Critical interpretation
Scalable deep-learning frameworks have the capacity to remotely monitor patients with chronic conditions, after consideration of missing data and appropriate methods to deal with multi-channel time-series data. In this proof-of-concept study, continuously acquired wearable data provided equivalent information as conventional 6-min walk distance, showing the potential for consumer devices to replace inconvenient clinical tests.
Case study 6: prediction of vascular ageing based on smartphone-acquired photoplethysmography
Workflow
(i) Unstructured photoplethysmography (PPG) sensor data; (ii) supervised neural network; (iii) train-test split, cross-validation, and bootstrapping.
Rationale
Smartphone-recorded PPG provides an opportunity for large-scale, non-invasive screening of cardiovascular conditions. Crowd-sourced PPG data from the ‘Heart for Heart’ initiative provided 90 s recordings from 4769 individuals. Simultaneous recordings of the red, green, and blue light spectrums obtained through PPG were pre-processed by de-trending, de-modulating, and denoising the raw signal. A peak detection algorithm was constructed, and low-quality signals were filtered. Machine-learning-based ridge penalized regression (RPR) was applied to extracted PPG features, and CNNs were applied to the whole PPG signal. Clinical features (sex, weight, height, and smoking status) with and without PPG data were compared in two groups according to their age, as a surrogate marker for vascular ageing (see Supplementary material online, Table S6).25
Findings
The 3612 participants had complete data, with a mean age of 49 years (SD: 15) and 1407 (39%) women. Raw PPG signals were successfully modulated (Figure 4B). The RPR approach selected two features (turning point ratio and the ‘a’ wave of its second derivative), whereas the best-performing CNN was a 12-layer ResNet. Comparable prediction performance was noted with both approaches.

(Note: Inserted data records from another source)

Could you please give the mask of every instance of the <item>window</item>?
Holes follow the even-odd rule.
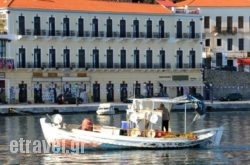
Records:
[[[221,17],[216,17],[216,32],[221,33]]]
[[[176,30],[177,30],[177,35],[176,38],[182,38],[182,22],[180,20],[177,21],[177,26],[176,26]]]
[[[147,63],[147,68],[153,68],[153,51],[152,50],[146,51],[146,63]]]
[[[195,68],[195,51],[189,51],[189,68]]]
[[[34,49],[34,68],[41,68],[41,49]]]
[[[55,36],[55,18],[49,18],[49,36]]]
[[[147,38],[152,38],[152,21],[147,20]]]
[[[204,17],[204,28],[208,29],[210,27],[210,17],[209,16],[205,16]]]
[[[18,25],[19,25],[19,35],[25,35],[25,17],[20,15],[18,17]]]
[[[244,17],[243,16],[238,17],[238,28],[240,28],[240,29],[244,28]]]
[[[133,37],[139,38],[139,21],[138,20],[133,21]]]
[[[126,37],[126,21],[120,20],[120,37]]]
[[[99,50],[96,48],[93,50],[92,67],[99,68]]]
[[[0,40],[0,58],[6,58],[6,40]]]
[[[227,39],[227,50],[233,50],[233,39],[232,38]]]
[[[217,46],[222,46],[222,41],[220,38],[217,39]]]
[[[7,14],[0,13],[0,33],[5,34],[7,33],[7,29],[5,28],[7,26]]]
[[[34,17],[34,35],[40,36],[40,34],[41,34],[40,17],[35,16]]]
[[[63,18],[63,36],[69,36],[69,18]]]
[[[233,32],[233,17],[231,17],[231,16],[227,17],[227,32],[228,33]]]
[[[210,39],[205,40],[205,46],[209,47],[210,46]]]
[[[92,37],[98,37],[98,19],[93,18],[92,20]]]
[[[177,50],[177,56],[176,56],[176,68],[183,68],[183,51],[182,50]]]
[[[78,37],[84,36],[84,22],[83,18],[78,19]]]
[[[56,67],[56,50],[52,47],[49,49],[49,68]]]
[[[70,50],[68,48],[63,50],[63,67],[70,67]]]
[[[121,50],[121,68],[126,68],[126,50]]]
[[[160,68],[166,68],[165,62],[166,62],[165,50],[160,50]]]
[[[19,48],[19,53],[18,53],[18,67],[19,68],[25,68],[26,65],[26,50],[25,48]]]
[[[244,38],[239,38],[239,50],[244,50]]]
[[[189,23],[189,36],[190,38],[195,38],[195,22],[190,21]]]
[[[113,32],[112,19],[108,18],[107,19],[107,37],[112,37],[112,32]]]
[[[113,68],[113,49],[107,50],[107,68]]]
[[[164,28],[165,28],[164,21],[161,19],[159,21],[159,38],[164,38],[164,33],[165,33]]]
[[[140,68],[140,51],[134,50],[134,68]]]
[[[221,67],[222,66],[222,53],[216,53],[216,66]]]
[[[78,67],[85,68],[85,50],[82,48],[78,50]]]

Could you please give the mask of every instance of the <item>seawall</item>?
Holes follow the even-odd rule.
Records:
[[[118,112],[125,112],[128,104],[112,103]],[[216,111],[249,111],[249,101],[234,101],[220,102],[210,101],[205,102],[207,112]],[[97,110],[99,103],[88,104],[5,104],[0,105],[0,115],[32,115],[32,114],[51,114],[51,113],[94,113]],[[173,111],[183,110],[183,105],[173,106]],[[190,107],[187,107],[189,109]]]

Using clinical features alone, the ROC area was 0.742 (95% CI: 0.635–0.841). ROC area increased to 0.947 with RPR by adding two PPG features in addition to clinical features (95% CI: 0.902–0.984). ROC area increased to 0.953 with the best CNN (95% CI: 0.916–0.989).
Critical interpretation
Computational approaches are able to isolate PPG signal features that are associated with age-related vascular changes. This case shows the potential for large-scale, person-led screening to identify individuals who could benefit from early therapy to prevent vascular dysfunction. Further work is required to evaluate beyond surrogate endpoints and test directly against clinical prognosis.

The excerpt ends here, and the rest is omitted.